The Golgi zone (44) deserves special attention because its hyperplasia in some cancers was noted a long time ago. As all cytologists know, it corresponds to the cellular center which becomes conspicuous in cultures of some virus-infected cells or in cancer cells grown in vitro (45, 46). Hyperplasia of the paranuclear zone is beautifully illustrated in Rous sarcoma cells grown in tissue culture (fig. 16) and was even considered by Tenenbaum and Doljanski in their fundamental work on the cytopath-ology of the Rous sarcoma cells (47) as the main change occurring in the cytoplasm.
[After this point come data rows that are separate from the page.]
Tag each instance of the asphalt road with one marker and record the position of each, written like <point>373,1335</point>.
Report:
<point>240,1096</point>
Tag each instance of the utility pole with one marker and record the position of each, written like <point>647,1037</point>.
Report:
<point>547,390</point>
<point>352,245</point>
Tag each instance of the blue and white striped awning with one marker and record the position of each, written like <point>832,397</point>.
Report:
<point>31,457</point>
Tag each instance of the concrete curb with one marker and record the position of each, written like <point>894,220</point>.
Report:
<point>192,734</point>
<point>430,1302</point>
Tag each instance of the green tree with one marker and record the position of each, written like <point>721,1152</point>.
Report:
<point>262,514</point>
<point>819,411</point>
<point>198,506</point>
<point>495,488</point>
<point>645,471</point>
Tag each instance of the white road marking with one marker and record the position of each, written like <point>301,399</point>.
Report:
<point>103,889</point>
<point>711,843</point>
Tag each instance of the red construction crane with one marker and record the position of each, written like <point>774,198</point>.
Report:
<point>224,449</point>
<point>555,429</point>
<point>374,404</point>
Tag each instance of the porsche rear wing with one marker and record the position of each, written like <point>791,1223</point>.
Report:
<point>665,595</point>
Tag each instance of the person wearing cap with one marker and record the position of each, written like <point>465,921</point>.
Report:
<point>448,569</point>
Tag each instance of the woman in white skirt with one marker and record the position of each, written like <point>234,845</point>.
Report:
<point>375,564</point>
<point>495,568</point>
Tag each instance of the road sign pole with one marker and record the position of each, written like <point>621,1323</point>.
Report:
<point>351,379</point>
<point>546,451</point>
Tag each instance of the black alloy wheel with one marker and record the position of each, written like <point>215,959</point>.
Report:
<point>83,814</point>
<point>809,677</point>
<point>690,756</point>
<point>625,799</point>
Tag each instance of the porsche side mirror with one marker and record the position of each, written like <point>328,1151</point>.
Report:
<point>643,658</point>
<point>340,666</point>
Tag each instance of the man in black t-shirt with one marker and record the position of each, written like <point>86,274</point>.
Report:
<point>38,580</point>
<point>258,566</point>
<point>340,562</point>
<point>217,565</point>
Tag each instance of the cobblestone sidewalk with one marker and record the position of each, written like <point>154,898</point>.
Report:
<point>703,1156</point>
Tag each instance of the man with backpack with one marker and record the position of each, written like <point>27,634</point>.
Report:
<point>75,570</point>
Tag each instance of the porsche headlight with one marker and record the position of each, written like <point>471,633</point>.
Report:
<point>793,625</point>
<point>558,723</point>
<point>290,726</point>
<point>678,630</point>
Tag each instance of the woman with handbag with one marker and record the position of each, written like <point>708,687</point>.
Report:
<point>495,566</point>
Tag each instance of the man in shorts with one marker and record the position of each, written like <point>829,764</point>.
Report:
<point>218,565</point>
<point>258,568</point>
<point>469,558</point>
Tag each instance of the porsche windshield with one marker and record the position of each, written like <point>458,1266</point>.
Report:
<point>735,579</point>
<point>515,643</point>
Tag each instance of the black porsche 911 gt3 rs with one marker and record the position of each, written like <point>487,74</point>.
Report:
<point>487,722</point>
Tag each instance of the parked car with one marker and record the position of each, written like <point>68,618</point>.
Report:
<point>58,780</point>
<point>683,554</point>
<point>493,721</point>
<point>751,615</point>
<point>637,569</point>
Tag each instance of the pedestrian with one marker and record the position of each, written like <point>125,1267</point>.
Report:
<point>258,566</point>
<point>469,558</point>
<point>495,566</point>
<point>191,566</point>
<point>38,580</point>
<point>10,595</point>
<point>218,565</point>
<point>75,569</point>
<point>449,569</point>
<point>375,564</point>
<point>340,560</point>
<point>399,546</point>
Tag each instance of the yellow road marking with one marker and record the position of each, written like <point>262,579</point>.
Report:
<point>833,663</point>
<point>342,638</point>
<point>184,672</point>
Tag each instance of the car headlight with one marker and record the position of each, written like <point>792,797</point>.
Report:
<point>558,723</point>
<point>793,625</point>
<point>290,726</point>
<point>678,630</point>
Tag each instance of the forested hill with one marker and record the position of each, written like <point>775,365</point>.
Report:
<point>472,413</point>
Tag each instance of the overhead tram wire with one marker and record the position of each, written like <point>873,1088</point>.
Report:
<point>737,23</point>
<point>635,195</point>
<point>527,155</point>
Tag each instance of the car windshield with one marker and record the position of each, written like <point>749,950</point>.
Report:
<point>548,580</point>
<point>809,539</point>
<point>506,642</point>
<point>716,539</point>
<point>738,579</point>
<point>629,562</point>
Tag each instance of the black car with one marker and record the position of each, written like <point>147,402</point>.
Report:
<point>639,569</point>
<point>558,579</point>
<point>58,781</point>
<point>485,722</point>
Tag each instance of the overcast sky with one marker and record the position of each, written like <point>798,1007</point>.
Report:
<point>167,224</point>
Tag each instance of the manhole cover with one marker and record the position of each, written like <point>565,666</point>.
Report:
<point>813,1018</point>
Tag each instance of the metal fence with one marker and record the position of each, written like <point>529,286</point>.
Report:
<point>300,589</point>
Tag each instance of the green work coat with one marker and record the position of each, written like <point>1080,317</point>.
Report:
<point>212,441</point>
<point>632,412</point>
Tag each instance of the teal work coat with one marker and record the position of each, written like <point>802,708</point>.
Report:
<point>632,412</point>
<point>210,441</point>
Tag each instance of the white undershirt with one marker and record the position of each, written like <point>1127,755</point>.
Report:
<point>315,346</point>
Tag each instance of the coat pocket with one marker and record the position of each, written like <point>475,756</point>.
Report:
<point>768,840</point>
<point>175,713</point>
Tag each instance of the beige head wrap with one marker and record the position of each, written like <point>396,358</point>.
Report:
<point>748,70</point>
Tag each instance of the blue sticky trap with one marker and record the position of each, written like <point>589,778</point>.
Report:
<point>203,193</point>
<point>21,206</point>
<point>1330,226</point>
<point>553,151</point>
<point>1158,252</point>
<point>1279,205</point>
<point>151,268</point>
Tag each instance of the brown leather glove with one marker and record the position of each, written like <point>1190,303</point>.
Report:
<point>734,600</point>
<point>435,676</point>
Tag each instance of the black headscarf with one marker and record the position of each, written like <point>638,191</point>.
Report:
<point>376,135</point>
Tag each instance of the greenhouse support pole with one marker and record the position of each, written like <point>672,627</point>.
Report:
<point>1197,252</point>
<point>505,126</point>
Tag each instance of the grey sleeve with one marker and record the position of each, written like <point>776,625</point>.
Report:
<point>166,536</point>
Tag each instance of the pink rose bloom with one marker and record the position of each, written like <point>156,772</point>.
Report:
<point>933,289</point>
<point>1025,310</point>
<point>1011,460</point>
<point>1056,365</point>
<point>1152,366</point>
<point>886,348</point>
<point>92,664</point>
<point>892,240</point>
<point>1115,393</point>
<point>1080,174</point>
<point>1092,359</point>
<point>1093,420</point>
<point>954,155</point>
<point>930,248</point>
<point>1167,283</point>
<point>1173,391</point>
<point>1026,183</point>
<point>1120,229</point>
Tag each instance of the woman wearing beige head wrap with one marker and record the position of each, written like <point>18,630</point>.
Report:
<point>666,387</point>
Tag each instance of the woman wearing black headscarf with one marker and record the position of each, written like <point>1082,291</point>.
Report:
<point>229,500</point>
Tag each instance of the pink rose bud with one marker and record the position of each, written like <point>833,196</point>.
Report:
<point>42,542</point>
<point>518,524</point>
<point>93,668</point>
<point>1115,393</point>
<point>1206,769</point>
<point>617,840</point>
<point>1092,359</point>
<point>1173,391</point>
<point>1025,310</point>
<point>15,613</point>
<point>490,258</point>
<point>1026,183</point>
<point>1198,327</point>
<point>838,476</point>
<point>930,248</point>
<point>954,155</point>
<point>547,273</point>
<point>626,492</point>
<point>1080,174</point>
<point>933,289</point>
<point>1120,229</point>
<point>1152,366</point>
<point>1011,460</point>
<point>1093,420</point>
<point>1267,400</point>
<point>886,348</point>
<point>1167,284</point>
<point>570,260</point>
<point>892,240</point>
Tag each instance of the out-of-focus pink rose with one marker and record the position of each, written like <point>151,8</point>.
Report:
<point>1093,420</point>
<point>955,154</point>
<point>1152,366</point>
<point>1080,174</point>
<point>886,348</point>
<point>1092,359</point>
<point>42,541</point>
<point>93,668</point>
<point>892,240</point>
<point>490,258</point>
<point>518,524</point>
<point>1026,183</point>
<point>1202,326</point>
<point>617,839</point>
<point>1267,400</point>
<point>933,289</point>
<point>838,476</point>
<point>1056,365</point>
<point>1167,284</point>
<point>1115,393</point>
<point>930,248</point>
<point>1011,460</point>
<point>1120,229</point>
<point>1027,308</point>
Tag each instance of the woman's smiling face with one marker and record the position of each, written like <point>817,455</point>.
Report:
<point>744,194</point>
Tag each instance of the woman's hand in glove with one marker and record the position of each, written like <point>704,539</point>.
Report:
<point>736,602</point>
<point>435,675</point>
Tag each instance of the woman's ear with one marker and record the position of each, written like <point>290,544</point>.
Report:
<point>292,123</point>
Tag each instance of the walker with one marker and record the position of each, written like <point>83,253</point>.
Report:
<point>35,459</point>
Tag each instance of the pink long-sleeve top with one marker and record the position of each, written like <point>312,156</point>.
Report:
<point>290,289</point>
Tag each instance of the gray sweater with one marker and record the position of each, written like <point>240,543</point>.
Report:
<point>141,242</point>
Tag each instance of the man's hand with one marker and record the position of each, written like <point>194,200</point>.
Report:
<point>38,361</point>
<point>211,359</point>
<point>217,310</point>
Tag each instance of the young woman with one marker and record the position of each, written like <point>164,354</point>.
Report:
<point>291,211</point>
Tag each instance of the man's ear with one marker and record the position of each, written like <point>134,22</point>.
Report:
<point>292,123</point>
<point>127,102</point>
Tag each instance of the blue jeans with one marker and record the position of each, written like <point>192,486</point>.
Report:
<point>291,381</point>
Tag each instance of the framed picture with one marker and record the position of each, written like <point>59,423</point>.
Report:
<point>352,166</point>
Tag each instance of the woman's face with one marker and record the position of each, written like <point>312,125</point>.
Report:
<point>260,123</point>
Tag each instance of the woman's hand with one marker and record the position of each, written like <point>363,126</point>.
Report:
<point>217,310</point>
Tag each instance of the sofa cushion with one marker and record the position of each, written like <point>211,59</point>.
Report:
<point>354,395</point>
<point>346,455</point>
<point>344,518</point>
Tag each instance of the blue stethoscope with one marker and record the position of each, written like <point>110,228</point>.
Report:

There is no doubt that, like the giant mitochondrial bodies noted, such areas, because of their often well-demarcated limits, have been believed to be "inclusion bodies." Yet there is no difference between the ultrastructure of this area and that of a normal Golgi zone in a cell in which it is well developed, such as the plasma cell (archoplasm). The "inclusion body "-like effect and demarcation from the rest of the cytoplasm are due to dense packing of the Golgi elements (fig. 17) and often to distention of the Golgi vacuoles by a substance of unknown significance. It is of interest to note, particularly in the Rous sarcoma in which this hypertophy is a marked feature, that no relationship between it and virus formation has been observed.

This consideration is important because a relationship between Golgi apparatus and virus particles has been stressed in some strains of mouse mammary cancers (48). There is no doubt in this case that the intracellular particles termed type A by Bernhard (7) are concentrated in the Golgi region where they may accumulate in such numbers that an "inclusion body" is visible in the light microscope (49). But aside from the presence of particles at this site, the participation of the Golgi apparatus in the formation of such particles is not clear. Furthermore, the meaning of the intracellular type of particle in mouse mammary cancer is subject to much discussion, since it has been shown that this was not the infective particle (50-62) and that the latter could develop in some mouse strains without the necessary intermediate occurrence of the A type of particle (50).

One should now discuss still another type of particulate formation, which is concerned with the complex of "particle-containing" vacuoles described as "compound vacuoles" by Low and Freeman (53). This structure is found in many types of normal cells, often in the Golgi region and, typically, vesicles are always present in the cytoplasm immediately adjacent to the vacuole membrane (fig. 18).

In mouse mammary cancer comparable particle-filled vacuoles are frequent among the type A particles. They are striking in K-virus-infected cells (54). Aggregations of comparable vacuoles have been described in Lucke's renal adenocarcinoma (26). In human breast cancer, attention has been drawn (82) to formations that may resemble this, though the absence of vesicles around the vacuolar membrane or even the disappearance of this membrane casts some doubt as to their similar nature (fig. 19). The regularity sometimes of the particles themselves has even led-on purely morphologic grounds-to discussion of their possible viral nature. Arguments in favor of their being a perfectly regular structure of a normal cell are equally strong. It is important, nevertheless, to be aware of them.